Note to self: I thought I had made substantial amendments to the schema that would permit us to use <argument>
inside e.g. <p>
, because that's where our marginal arguments most often show up. However, in the Le Blanc text, that seems to be failing, so I need to revisit it. The text has been marked up in such a way that open ps and divs are being closed before and argument and opened again afterwards, and when I try to refactor appropriately, the code turns out not to be valid. Either the validation process is failing somehow, or the schema is not the most recent, or perhaps my modifications didn't go far enough.
I've spent quite a while this morning fixing page sizing and margin issues with the Le Blanc; this arises out of the fact that (as far as I can tell) the original page dimensions were measured from the PDF page width rather than the width of the page-image sitting inside the PDF. I think I have that problem basically solved (I had to recalculate about 400 margin-right settings).
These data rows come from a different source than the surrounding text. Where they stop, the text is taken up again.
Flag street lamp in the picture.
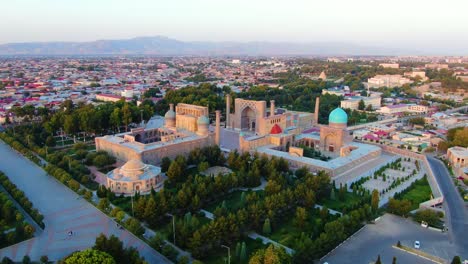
[167,214,175,246]
[221,245,231,264]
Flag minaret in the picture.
[270,100,275,116]
[314,96,320,124]
[226,94,231,128]
[215,110,221,146]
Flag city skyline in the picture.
[0,0,468,55]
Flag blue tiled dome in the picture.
[164,110,175,119]
[328,108,348,124]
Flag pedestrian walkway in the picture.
[314,204,343,216]
[249,232,295,255]
[0,141,171,263]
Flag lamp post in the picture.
[221,245,231,264]
[166,213,175,245]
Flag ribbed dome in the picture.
[270,124,283,135]
[328,107,348,124]
[164,110,175,118]
[121,159,146,171]
[197,116,210,125]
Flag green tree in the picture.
[240,242,247,263]
[371,189,379,213]
[262,218,271,235]
[294,207,307,228]
[64,249,116,264]
[358,99,366,110]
However, we have another transformational nesting issue which is exemplified 45 times in Le Blanc, but also shows up in three other texts in the collection: <cit>
/<quote> elements cross page boundaries, and therefore contain
<fw>
and <pb>
, but in this context, <quote type="italic">
was converted into an XHTML <i>
tag. Initially, I thought this was another case where we needed to split out the contents before the main transformation, but I began to re-think, because there's such a range of related phenomena, including the use of <blockquote>
.
I've decided to go for even more divs and spans, eschewing more specialized XHTML elements, because it's easier to get valid structures in highly complicated documents this way; I can then control the display with CSS, making <div>
s inline and <span>
s block where required. This makes for valid documents (most of them validate now), which ensures that the rest of the CSS gets applied correctly.
LCC left a detailed list of issues to address in the Le Blanc text, and I've started on the first one, which involves the markup and rendering of the title page. Some fixes will be required in XSLT, and also the markup needs a bit of reconfiguring. <titlePart>
elements do not seem to be processed as expected; instead of getting <h2>
and <h3>
tags, they're getting block-display <span>
s, and I can't yet figure out how that's happening. It means their rend attributes are not being passed through.
Five of the engravings contain unusual glyphs used for abbreviation, and now the same has appeared in one of the regular texts, so I've documented the markup process for these glyphs, and passed the document on to LSPW so she can merge it into her growing markup documentation.
Tracked down a bunch of bugs, which EGB fixed, and the output now validates, after coming through our two-stage transform. Yay! From 406 errors to zero in a few days.
I've written an intermediary stylesheet to split out <list>
elements containing <pb>
and <fw>
children into separate lists with the <pb>
s and <fw>
s outside them. This is processed prior to the main transformation, and has solved the problem for lists. I may revisit it for lg/l at some point. For the record, here's the template (the only non-pass-through template in an identity transform):
<!-- Split out interrupted lists into a sequence of lists with the interruptions
between them. -->
<xsl:template match="list[child::fw or child::pb]">
<!-- Stash a reference to the current list so we can easily refer to it in later nested code. -->
<xsl:variable name="thisList" select="."/>
<xsl:for-each-group select="child::item" group-adjacent="count(preceding-sibling::fw) + count(preceding-sibling::pb)">
<list>
<xsl:for-each select="$thisList/@*">
<xsl:copy/>
</xsl:for-each><xsl:text>
</xsl:text>
<xsl:for-each select="current-group()">
<xsl:copy-of select="."/><xsl:text>
</xsl:text>
</xsl:for-each>
</list><xsl:text>
</xsl:text>
<xsl:variable name="lastItem" select="current-group()[position() = last()]"/>
<xsl:for-each select="$lastItem/following-sibling::fw[preceding-sibling::item[1] = $lastItem] | $lastItem/following-sibling::pb[preceding-sibling::item[1] = $lastItem]">
<xsl:copy-of select="."/><xsl:text>
</xsl:text>
</xsl:for-each><xsl:text>
</xsl:text>
</xsl:for-each-group>
</xsl:template>
Created a thumbnail image for the title page of Maladies des Femmes.